Also on page 17 is an excerpt from Zohar: The Book of Splendour. That text worked upon me in a peculiar manner. I felt an existential weight being gently displaced by something else. A kind of metaphysical buoyancy occurred. A floating quality that also sent invisible strings into the organic, the lived, the psychological. 

The suggestion of "Sabbath" struck me with a poignant force. 

Yet a dreamlike effect, as though the word was haunted by a heretofore unrecognized je ne sais quoi. For a few moments (who knows, maybe a lasting thing), I felt myself opening to a new and uncertain sense of the quietly festive.
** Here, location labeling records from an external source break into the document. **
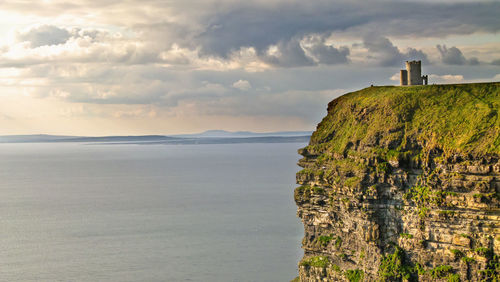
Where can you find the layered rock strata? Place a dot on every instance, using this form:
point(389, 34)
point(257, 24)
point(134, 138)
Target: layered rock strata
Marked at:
point(403, 184)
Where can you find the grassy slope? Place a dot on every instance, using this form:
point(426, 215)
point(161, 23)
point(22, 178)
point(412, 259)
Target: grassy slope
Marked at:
point(455, 118)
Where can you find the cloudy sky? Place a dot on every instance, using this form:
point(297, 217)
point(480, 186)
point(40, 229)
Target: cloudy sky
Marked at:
point(102, 67)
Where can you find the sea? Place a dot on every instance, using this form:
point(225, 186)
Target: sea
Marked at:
point(136, 212)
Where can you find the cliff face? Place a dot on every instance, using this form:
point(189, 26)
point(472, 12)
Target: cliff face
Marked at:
point(403, 183)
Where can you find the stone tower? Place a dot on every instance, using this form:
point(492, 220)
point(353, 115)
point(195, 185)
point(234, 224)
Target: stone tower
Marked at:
point(413, 74)
point(414, 69)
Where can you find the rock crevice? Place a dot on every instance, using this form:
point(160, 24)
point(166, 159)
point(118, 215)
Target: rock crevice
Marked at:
point(395, 188)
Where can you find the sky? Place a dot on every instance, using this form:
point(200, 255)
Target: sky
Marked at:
point(132, 67)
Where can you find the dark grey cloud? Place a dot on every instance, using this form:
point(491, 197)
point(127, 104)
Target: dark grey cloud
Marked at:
point(246, 25)
point(44, 35)
point(322, 53)
point(386, 54)
point(453, 56)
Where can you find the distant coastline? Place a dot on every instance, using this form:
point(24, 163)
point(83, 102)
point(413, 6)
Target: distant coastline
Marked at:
point(207, 137)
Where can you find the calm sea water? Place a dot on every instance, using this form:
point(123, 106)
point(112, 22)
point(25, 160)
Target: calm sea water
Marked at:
point(77, 212)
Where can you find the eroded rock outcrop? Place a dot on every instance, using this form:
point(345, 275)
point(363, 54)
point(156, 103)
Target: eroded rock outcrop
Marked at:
point(403, 183)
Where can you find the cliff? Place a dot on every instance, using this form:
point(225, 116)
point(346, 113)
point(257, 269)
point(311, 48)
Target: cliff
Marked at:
point(403, 183)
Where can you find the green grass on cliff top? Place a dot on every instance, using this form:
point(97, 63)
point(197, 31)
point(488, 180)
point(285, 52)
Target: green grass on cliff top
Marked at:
point(459, 118)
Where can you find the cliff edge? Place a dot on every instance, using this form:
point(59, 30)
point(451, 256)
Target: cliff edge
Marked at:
point(403, 184)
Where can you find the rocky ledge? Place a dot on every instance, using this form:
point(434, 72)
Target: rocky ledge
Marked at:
point(403, 184)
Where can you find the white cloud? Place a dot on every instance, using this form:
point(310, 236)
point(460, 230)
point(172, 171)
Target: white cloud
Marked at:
point(447, 78)
point(243, 85)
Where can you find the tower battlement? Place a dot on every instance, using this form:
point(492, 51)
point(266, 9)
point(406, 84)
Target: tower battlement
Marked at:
point(413, 74)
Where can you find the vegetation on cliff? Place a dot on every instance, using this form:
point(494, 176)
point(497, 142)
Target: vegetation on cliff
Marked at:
point(403, 184)
point(457, 118)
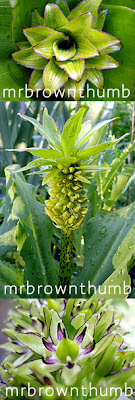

One struggles for words.

It was as if I had been graciously and strangely adopted into an old Jewish family.

1 comment:

  1. I tried to read the paper, and won't pretend to have understood it entirely, but something in me wanted to reach back to Kafka, seeking an understanding of this Sabbath, here, a quote from The Hunger Artist:

    “But you shouldn’t admire it,” said the hunger artist. “Well then we don’t admire it,” said the overseer,
    “but why shouldn’t we admire it?” “Because I have to fast, I can’t help it,” said the hunger artist. “What a
    fellow you are,” said the overseer, “and why can’t you help it?” “Because,” said the hunger artist, lifting
    his head a little and speaking, with his lips pursed, as if for a kiss, right into the overseer’s ear, so that no
    syllable might be lost, “because I couldn’t find the food I liked. If I had found it, believe me, I should have
    made no fuss and stuffed myself like you or anyone else.” These were his last words, but in his dimming
    eyes remained the firm though no longer proud persuasion that he was still continuing to fast.